Tuesday, March 28, 2023

Philip Lynch Insider Dealing Case: Former N Post chairman and One51 boss has been formally cleared by the High Court

Philip Lynch Insider Dealing Case: Former N Post Chairman And One51 Boss Has Been Formally Cleared By The High Court

The Chairman of the High Court has confirmed several penalties on former chief executives of several well-known companies for insider deals.

Hilip Lynch, former chairman of One Post and chief executive of One51 and IAWS, is the first person in Ireland to be found to have indulged in insider dealing.

A panel of assessors set up by the central bank recommended earlier this year that he be fined €75,000, disqualified from joining a regulated financial services company for five years, publicly warned and he pays €37,500 for the bank’s costs.

The panel was established in 2013 under the EU Market Abuse Regulation 2005. Last January, Mr. Lynch recommended sanctions after violating rules by using inside information to acquire 200,000 C&C shares to account for his approved retirement fund.

Today Ms. Justice Mary Irwin confirmed her retirement, as she was told by Mr. Lynch that she was not opposing the application.

The Central Bank’s Remy Farrell SC said it was the first such application under the relevant regulation. He said the rules provided that the bank could apply to the court for confirmation of sanctions, if it had not appealed against the discovery, as was the case in this case.

The application was based on an affidavit from Lewis Gallagher, the head of the Central Bank’s Enforcement Investigation Department.

She said that after a standing hearing before a panel of appraisers in September last year, she found that it was proved beyond an irrational doubt that Lynch had “inside information” when he asked her on October 21, 2008. 200,000 shares were bought.

The court heard that Mr. Lynch would be disqualified from the date of the court order.

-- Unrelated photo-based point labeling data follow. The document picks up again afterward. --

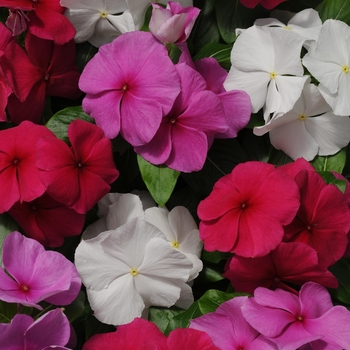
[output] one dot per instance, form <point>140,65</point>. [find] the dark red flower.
<point>78,176</point>
<point>295,263</point>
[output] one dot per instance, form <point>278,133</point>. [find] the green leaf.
<point>335,9</point>
<point>162,316</point>
<point>221,52</point>
<point>329,178</point>
<point>330,163</point>
<point>159,179</point>
<point>59,122</point>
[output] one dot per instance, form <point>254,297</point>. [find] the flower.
<point>173,24</point>
<point>290,263</point>
<point>329,62</point>
<point>291,321</point>
<point>19,174</point>
<point>266,64</point>
<point>127,92</point>
<point>53,73</point>
<point>41,219</point>
<point>181,142</point>
<point>245,216</point>
<point>234,331</point>
<point>51,330</point>
<point>34,274</point>
<point>309,128</point>
<point>78,176</point>
<point>135,263</point>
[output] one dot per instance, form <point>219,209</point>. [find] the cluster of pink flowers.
<point>286,229</point>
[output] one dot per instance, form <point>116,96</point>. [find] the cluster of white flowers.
<point>138,255</point>
<point>303,119</point>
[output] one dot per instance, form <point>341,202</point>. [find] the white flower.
<point>310,128</point>
<point>328,60</point>
<point>129,269</point>
<point>266,64</point>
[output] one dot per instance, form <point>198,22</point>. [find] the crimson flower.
<point>45,19</point>
<point>45,68</point>
<point>244,215</point>
<point>78,176</point>
<point>19,175</point>
<point>41,219</point>
<point>294,263</point>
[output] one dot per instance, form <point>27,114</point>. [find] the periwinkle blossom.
<point>131,84</point>
<point>172,24</point>
<point>328,60</point>
<point>309,128</point>
<point>50,331</point>
<point>129,269</point>
<point>291,321</point>
<point>266,64</point>
<point>34,274</point>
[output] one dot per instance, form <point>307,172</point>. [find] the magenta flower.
<point>173,24</point>
<point>52,330</point>
<point>34,274</point>
<point>77,176</point>
<point>245,216</point>
<point>181,141</point>
<point>131,84</point>
<point>229,330</point>
<point>291,321</point>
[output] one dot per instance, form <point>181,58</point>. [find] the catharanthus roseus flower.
<point>234,331</point>
<point>290,263</point>
<point>141,334</point>
<point>130,84</point>
<point>50,70</point>
<point>34,274</point>
<point>19,174</point>
<point>172,24</point>
<point>129,269</point>
<point>329,62</point>
<point>245,216</point>
<point>45,19</point>
<point>182,140</point>
<point>41,219</point>
<point>77,176</point>
<point>50,331</point>
<point>291,321</point>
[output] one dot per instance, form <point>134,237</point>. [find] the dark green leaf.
<point>159,179</point>
<point>59,122</point>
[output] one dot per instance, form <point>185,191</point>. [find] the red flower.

Marcus Dowling SC for Lynch said it was recorded by the appraiser that this was an unusual instance of insider trading in that it was not done to make an immediate profit for his client and that he had to hold the shares for one year. The point, however, was that if there was any ambiguity Mr Lynch “should have been more careful and not settled (in the shares).”

Ms Justice Irwin said she had read the papers and the bank was entitled to the orders sought based on the evidence presented.

He made no order regarding the cost of the hearing, which means that both the parties pay their respective costs.